After almost 50 years behind bars, Black Panther Russell “Maroon” Shoatz was freed from prison in Pennsylvania last week, after a judge granted his compassionate release. 78-year-old Shoatz, who served 49 years in prison with more than 22 years in solitary confinement, was freed on October 26.
A Black Panther and a member of the Black Liberation Army, Shoatz was sentenced in 1972 to life without the possibility of parole for an attack on a Philadelphia police station in August 1970 that killed one police officer, Frank Von Colln, and wounded another. After the attack, Shoatz and five other self-described Black revolutionaries were convicted of Von Colln’s murder and sentenced. According to the Inquirer, a sixth man, arrested in 1996 after 26 years as a fugitive, was acquitted at trial in 1998.
It was all radical and bloody in the 1970s when the Black liberation fighters struggle was at its peak in the United States. The violence was spurred by the incessant racism and disregard of the rights of Black people despite laws that protected the race after over 200 years in slavery.
The liberation struggle gave birth to militant groups like Philadelphia-based MOVE founded by John Africa in 1972 and the Black Panther Party founded in late October 1966 by Huey P. Newton and Bobby Seale drawing on experiences working with a variety of Black Power organizations. As members of the police force were killed in Black communities for using excessive force and killing Black people, members of the militant groups later classified as terrorist organizations were killed for their aggression towards racism and police brutality while others were jailed, some for crimes they never committed.
Black Panther member Shoatz escaped prison twice, in 1977 and in 1980. That earned him the nickname “Maroon”, which refers to a special class of “runaways” that left the cities and towns created by Whites and chose to create settlements in harsh climates where the Whites were unlikely to pursue them.
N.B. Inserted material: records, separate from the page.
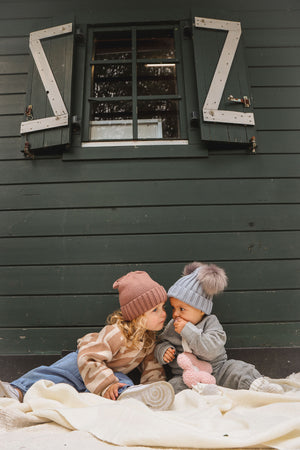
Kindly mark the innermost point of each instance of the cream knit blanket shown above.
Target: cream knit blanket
(57, 417)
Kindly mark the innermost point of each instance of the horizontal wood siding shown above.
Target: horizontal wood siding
(70, 225)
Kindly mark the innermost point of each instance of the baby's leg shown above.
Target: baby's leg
(178, 384)
(236, 374)
(65, 370)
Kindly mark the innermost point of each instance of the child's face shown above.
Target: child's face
(155, 318)
(185, 312)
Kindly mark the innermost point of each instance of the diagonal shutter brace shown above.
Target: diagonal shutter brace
(211, 111)
(60, 117)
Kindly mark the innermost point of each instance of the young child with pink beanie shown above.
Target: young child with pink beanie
(194, 339)
(104, 359)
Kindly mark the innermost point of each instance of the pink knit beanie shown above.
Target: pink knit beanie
(138, 293)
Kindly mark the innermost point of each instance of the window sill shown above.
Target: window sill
(133, 143)
(134, 150)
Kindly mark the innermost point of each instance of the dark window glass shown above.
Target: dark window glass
(136, 64)
(152, 44)
(112, 80)
(156, 79)
(110, 45)
(166, 113)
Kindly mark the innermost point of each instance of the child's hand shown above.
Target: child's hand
(169, 355)
(112, 392)
(179, 324)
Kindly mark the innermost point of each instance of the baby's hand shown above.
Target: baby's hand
(112, 392)
(169, 355)
(179, 324)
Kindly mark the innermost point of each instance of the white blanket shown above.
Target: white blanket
(226, 419)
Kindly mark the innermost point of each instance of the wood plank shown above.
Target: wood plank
(90, 310)
(276, 97)
(13, 84)
(234, 166)
(54, 340)
(12, 104)
(278, 141)
(107, 221)
(98, 279)
(282, 37)
(274, 76)
(149, 193)
(10, 148)
(22, 26)
(278, 119)
(263, 335)
(282, 18)
(14, 46)
(150, 248)
(273, 57)
(13, 64)
(58, 311)
(10, 125)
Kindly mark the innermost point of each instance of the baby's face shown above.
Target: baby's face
(185, 312)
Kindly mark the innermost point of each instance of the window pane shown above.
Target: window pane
(111, 80)
(112, 45)
(111, 121)
(152, 44)
(156, 79)
(164, 115)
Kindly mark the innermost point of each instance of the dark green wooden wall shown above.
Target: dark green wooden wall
(71, 223)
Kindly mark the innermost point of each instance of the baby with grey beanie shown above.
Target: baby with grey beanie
(204, 341)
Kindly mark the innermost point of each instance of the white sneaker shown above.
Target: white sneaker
(7, 390)
(159, 395)
(262, 384)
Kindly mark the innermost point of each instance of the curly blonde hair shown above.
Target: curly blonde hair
(134, 330)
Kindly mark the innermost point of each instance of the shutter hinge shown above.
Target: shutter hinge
(187, 32)
(245, 100)
(79, 36)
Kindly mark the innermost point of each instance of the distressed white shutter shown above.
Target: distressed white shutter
(47, 111)
(225, 101)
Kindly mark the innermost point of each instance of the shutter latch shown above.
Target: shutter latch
(245, 100)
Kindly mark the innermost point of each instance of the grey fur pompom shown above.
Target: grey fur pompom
(213, 279)
(189, 268)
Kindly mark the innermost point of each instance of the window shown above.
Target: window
(133, 78)
(182, 84)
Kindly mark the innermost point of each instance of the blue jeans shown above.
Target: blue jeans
(65, 370)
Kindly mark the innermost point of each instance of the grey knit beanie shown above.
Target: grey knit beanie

When Shoatz was caught after his escape the second time, he sought to win release by lobbying lawmakers to repeal sentences of life without parole, according to The Guardian. He even became the President of the Pennsylvania Association of Lifers in 1983 and was placed in solitary confinement in 1992 by the Pennsylvania Department of Corrections for a total of 22 years.
He was eventually released from solitary in 2014 after successfully finishing a step-down program. Shoatz sued the state’s Department of Corrections for “cruel and unusual” treatment. In his deposition cited by The Guardian, Shoatz described having “approximately 84 square feet of floor space” in his restrictive housing unit cell, adding that “the presence of the steel buk, and toilet diminished the actual area wherein one could walk” to about 58 square feet.
He said rubber strips lined his cell door and sealed him inside for 23 hours a day. There was also an invasive strip-search each time he left, he said. Shoatz further said he experienced mental health problems including depression and anxiety while in solitary confinement. In 2016, with assistance from his attorneys, which included representatives from the Abolitionist Law Center, he won his lawsuit and was awarded $99,000 and a permanent reprieve from solitary confinement.
“My talk with Maroon today was very moving. There are no words to adequately convey the significance of his release to the general population for him and his family,” Abolitionist Law Center Executive Director Brete Grote said at the time, adding that this “is a significant victory for a growing people’s movement against solitary confinement and the human rights violations inherent in mass incarceration.”
The state told Shoatz that it would stop punishing him with isolation for past infractions and give him a one-man cell in the general population, the Inquirer reported.
Five years after having won a $99,000 settlement, Shoatz has been freed but Democracy Now reports that he is currently in hospice care battling stage four colorectal cancer and must receive nutrients through an IV.
His son Russell Shoatz III recently told the media: “What’s in the transcripts are the evidence that the prisons don’t have the capabilities to take care not just of their healthy prisoners, they definitelcan’tto take care of their geriatric prisoners, and that they have effectively killed my father.”
Over two years, Ed Pilkington, the chief reporter for Guardian US, interviewed several Black people labeled radicals who are still in prison since the 1970s. Some of them are members of MOVE who were convicted 25 years to life for killing cops in 1971. Some of the jailed fighters have died in prison while the remaining maintain their innocence and complain of unfair trials, cover-ups, and a deliberate attempt by the government to keep them in jail till their death as they are denied parole.